Likelihood (Berry 1994 log-share ratio):

\[ \log s_{jm} - \log s_{0m} \;\sim\; \mathcal{N}\!\left(\log \hat{s}_{jm} - \log \hat{s}_{0m},\; \sigma^2_{jm}\right) \]

where the delta-method variance \(\sigma^2_{jm} = \left(\frac{1}{n_m s_{jm}} + \frac{1}{n_m s_{0m}}\right)\) scales with the per-market sample size \(n_m\).

Price Endogeneity

Instruments \(z_{jm}\) identify \(\alpha\) under endogeneity via the conditional decomposition of \((η_{jm}, \tilde{\xi}_{jm})\):

\[ p_{jm} = \pi_{0j} + \pi_z \cdot z_{jm} + \eta_{jm} \qquad \tilde{\xi}_{jm} = \underbrace{\frac{\gamma}{\sigma_\eta}}_{\rho \cdot \sigma_\xi / \sigma_\eta} \eta_{jm} + \omega \cdot \varepsilon_{jm} \]

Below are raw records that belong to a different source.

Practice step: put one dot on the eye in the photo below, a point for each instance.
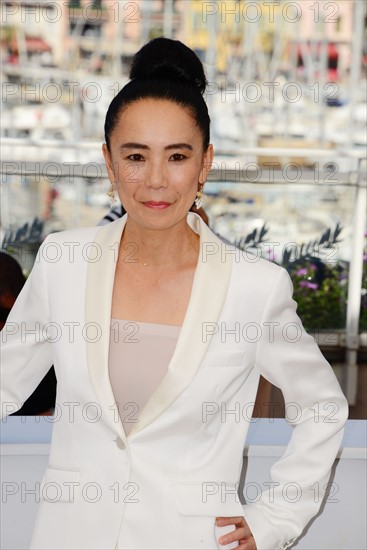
(135, 157)
(178, 156)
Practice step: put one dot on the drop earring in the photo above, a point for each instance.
(111, 194)
(199, 198)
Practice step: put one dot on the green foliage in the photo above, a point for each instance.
(320, 279)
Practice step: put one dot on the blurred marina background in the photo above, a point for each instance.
(287, 99)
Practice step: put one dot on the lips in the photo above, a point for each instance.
(157, 204)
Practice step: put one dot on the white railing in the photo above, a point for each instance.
(230, 169)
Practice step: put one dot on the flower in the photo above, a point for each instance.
(307, 284)
(301, 272)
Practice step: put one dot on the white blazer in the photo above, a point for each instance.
(162, 486)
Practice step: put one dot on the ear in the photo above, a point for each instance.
(109, 164)
(207, 163)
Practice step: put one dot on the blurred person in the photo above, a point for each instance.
(42, 400)
(153, 359)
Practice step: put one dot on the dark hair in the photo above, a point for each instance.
(164, 69)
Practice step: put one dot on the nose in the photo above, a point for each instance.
(156, 175)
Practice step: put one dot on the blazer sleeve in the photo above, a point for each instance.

Sampling on the slope-residual coordinates \((\gamma, \omega)\) rather than \((\rho, \sigma_\xi)\) breaks the multiplicative ridge that pins diagonal-mass NUTS at the depth cap.

Implementation

from pymc_marketing.customer_choice.bayesian_blp import BayesianBLP

model = BayesianBLP(
    market_data=panel_df,          # long-format: (market, product, share, price, ...)
    characteristics=["quality", "calories", "sugar"],
    instruments=["cost_iv", "rival_price_iv"],
    product_col="product",
    market_col="market",
    region_col="region",           # enables cross-region hierarchical pooling
    share_col="share",
    market_size_col="n_consumers",
    price_col="price",
    outside_good="outside",
    time_col="week",               # rectangular (region, week) panel
    random_coef_on=["price"],      # random price coefficient via Halton draws
    n_mc_draws=500,
)

idata = model.fit()

# Posterior price elasticity matrix (own- and cross-price)
elast = model.elasticities(at="mean", n_samples=500)

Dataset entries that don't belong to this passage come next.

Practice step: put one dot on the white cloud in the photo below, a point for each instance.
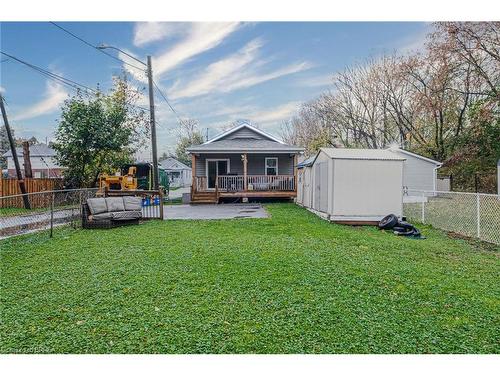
(316, 81)
(55, 95)
(147, 32)
(413, 43)
(236, 71)
(282, 112)
(218, 73)
(199, 37)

# Structural counterfactual: raise brand_a price by 10% in Q4
cf = model.counterfactual_shares(
    price_change={"brand_a": 0.10},
    periods=["2024-Q4"],
)

# Reshape xi posterior to (region, period, product) grid
xi_grid = model.xi_as_grid()

Key Design Choices

  • Halton integration: Owen-scrambled Halton sequences replace Monte Carlo for the share integral, giving faster convergence in the consumer heterogeneity dimension at a fixed computational budget.
  • Centered vs non-centered hierarchy: the region-level hierarchy on \((\alpha_r, \beta_r)\) defaults to centered parameterisation — counterintuitive but correct for scanner panels where each region has many informative observations. Switch to hierarchical_parameterisation="noncentered" only in sparse-data regimes.
  • Memory-safe batch evaluation: batch_shares chunks the posterior sample axis when the \(O(S \cdot M \cdot J \cdot R)\) allocation would exceed 2 GiB, producing bit-identical output via numpy concatenation.
  • Structural counterfactuals in numpy: counterfactual_shares pulls the assembled xi Deterministic from the posterior and holds it fixed while re-evaluating the share equation at new prices. Routing through pm.do would incorrectly shift \(\tilde{\xi}\) because the conditional mean of \(\tilde{\xi}\) depends on \(\eta = p - \mu_p\), which changes when price changes.